Longtime readers of Isthmus will recall the series of articles written by news editor Bill Lueders that came to be known as "the Patty case." For those of you who don't recall, the series followed Patty, a legally blind Madison woman, through a 6½-year ordeal of assault, humiliation and injustice. It started in Patty's bedroom in September 1997 and ended in a courtroom in March 2004. At least it ended for the purposes of the book Lueders has written, Cry Rape: The True Story of One Woman's Harrowing Quest for Justice, which is excerpted this week as our cover story.
Lueders has stitched together the many developments in the case to create a compelling, fast-moving narrative. It's not just the story of the search for a rapist - that's really only part of the cautionary tale that is Patty's search for justice. It's also the story of how the system encouraged disregard for the truth and countenanced inflicting cruelty on a crime victim, all in order to protect its own interests.
Plenty of folks - cops, attorneys, politicians - come in for justly deserved criticism in the book and the excerpt, in a display of arrogance and disregard for human decency that makes one shiver. Though only recently released, the book (published by the University of Wisconsin Press) is already garnering admiring reviews. It's available in bookstores around town and at the Isthmus office, 101 King St. Accompanying the story is a list of readings and book-signing sessions planned for the near future.

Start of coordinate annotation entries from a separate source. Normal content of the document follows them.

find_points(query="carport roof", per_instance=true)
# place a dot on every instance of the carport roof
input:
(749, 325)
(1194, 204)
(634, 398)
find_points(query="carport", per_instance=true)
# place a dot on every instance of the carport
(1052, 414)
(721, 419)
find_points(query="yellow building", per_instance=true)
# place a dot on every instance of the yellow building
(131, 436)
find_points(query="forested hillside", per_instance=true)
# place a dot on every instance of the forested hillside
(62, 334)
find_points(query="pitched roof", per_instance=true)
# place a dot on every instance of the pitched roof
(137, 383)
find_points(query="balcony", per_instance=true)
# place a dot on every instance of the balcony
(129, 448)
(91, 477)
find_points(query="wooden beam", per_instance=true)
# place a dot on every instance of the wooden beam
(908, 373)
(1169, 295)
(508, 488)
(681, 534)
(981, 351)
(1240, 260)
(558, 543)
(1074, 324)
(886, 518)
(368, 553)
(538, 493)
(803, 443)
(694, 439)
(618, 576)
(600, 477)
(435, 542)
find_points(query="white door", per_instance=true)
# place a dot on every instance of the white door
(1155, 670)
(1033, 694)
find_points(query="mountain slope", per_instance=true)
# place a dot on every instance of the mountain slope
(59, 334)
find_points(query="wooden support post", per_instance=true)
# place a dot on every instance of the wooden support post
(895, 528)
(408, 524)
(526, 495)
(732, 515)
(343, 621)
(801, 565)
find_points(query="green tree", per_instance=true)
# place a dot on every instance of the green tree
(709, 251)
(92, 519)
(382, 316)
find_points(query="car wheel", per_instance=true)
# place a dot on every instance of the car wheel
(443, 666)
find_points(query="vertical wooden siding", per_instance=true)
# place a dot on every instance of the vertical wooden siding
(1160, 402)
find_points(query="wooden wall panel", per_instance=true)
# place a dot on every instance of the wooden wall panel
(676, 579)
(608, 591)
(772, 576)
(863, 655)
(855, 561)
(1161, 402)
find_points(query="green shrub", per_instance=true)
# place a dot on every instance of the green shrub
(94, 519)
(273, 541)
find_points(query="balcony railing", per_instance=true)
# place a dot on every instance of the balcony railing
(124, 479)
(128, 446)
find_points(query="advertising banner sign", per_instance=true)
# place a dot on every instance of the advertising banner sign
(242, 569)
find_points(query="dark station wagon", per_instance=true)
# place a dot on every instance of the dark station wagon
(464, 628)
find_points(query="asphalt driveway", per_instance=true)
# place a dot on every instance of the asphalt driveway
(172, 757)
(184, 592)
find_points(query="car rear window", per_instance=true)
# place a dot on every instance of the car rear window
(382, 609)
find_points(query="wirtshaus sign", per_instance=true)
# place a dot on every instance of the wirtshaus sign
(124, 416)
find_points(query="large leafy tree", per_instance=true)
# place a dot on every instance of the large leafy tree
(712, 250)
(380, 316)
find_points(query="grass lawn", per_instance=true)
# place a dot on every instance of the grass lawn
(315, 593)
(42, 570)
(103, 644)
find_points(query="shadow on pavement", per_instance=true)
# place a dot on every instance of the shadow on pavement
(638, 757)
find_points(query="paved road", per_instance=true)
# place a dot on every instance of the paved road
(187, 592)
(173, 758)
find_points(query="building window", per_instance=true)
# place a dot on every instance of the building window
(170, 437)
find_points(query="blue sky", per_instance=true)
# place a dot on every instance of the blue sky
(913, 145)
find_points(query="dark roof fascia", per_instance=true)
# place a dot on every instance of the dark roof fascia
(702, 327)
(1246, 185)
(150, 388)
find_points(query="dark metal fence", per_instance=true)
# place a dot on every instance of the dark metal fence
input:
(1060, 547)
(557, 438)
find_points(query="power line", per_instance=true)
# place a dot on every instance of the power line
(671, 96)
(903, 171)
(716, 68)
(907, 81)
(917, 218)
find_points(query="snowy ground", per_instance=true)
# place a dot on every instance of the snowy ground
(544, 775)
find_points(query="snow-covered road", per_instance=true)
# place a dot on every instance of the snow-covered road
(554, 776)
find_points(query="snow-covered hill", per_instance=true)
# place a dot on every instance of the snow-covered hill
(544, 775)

Soon, the exigencies of nature will require us to turn our lives to the interior. Making your Isthmus so fat this week is the fall version of our biannual Abode: How We Live supplement, dealing with, well, what it says it's dealing with, your abode - the place you live. It has plenty of staff-written short features intended to tip you off about the trendy as well as the just plain helpful in home decoration and maintenance. It also has some nifty longer features on building a new house in an old neighborhood, by Mary Ellen Gabriel; getting organized, by Pam Cotant; the return of wallpaper, by Anna Palmer; and artsy yard decor, by Becky Meyer Pourchot. To round it out, supplements editor Linda Falkenstein contributes a survey of interesting objects, with a listing of antique malls where you can find them and others like them.